In this paper we have described a novel model to predict battery availability in mobile devices. The basic idea is to exploit past device owners activity and relevant device state variables with a two-phase approach, which includes feature extraction/selection techniques on one hand and regression models and machine learning classifiers on the other hand.

Preliminary experiments performed using mobile phone usage data from the Device Analyzer data-set and comparisons against the estimation model published in [14] yielded encouraging results. Our model was able to reduce the MSE metric, and hence estimations are more accurate. This is in line with our utmost objective, which is quantifying future energy availability in mobile devices in order to consider them as first-class resource providers in state-of-the-art edge computing paradigms such as Dew Computing.

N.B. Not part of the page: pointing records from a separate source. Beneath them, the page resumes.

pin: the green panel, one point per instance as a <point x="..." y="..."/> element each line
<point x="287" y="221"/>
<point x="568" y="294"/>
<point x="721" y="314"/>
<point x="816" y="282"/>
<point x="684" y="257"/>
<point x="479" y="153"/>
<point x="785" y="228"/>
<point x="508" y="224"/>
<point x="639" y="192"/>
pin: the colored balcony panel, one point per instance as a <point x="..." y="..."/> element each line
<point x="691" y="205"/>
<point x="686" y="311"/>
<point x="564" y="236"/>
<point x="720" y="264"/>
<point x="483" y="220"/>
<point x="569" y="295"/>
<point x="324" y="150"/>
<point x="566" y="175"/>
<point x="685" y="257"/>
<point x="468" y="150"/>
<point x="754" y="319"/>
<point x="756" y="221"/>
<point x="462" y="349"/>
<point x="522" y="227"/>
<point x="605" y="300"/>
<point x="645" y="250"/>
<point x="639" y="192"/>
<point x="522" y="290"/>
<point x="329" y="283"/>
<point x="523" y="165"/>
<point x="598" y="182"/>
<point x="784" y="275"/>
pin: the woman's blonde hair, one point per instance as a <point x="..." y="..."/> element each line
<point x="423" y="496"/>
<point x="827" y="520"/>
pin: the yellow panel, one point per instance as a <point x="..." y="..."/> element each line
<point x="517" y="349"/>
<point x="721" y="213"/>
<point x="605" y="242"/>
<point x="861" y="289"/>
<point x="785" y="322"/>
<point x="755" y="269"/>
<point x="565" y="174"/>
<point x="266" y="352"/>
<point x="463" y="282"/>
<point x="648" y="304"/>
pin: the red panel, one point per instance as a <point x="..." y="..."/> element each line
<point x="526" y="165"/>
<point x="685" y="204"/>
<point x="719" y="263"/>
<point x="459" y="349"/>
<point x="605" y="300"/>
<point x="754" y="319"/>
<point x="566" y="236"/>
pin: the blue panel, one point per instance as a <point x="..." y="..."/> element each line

Future work involve generalizing our results with more test cases. Concretely, we need to test the per-user accuracy of our model using device activity from several device owners. Fortunately, the Device Analyzer data-set contains many users with activity data spanning several weeks and even months. As an aside, models to fill in the potential missing activity data must be developed (e.g. days for which activity data is missing due to the device is off). In addition, other Machine Learning models can be used in order better capture the intrinsic relationships between features, so as to come up with more accurate predictions. Specifically, we will analyze a recurrent neural network (NN) known as Long Short Term Memory (LSTM) [15]. As Recurrent NN predictions depend on previous states, LSTMs are very effective for predicting state sequences [16], hence all previous states can be taken into account. Finally, we could also compare our results against battery estimation models from the industry, such as those behind battery manager applications in the Google Play Store.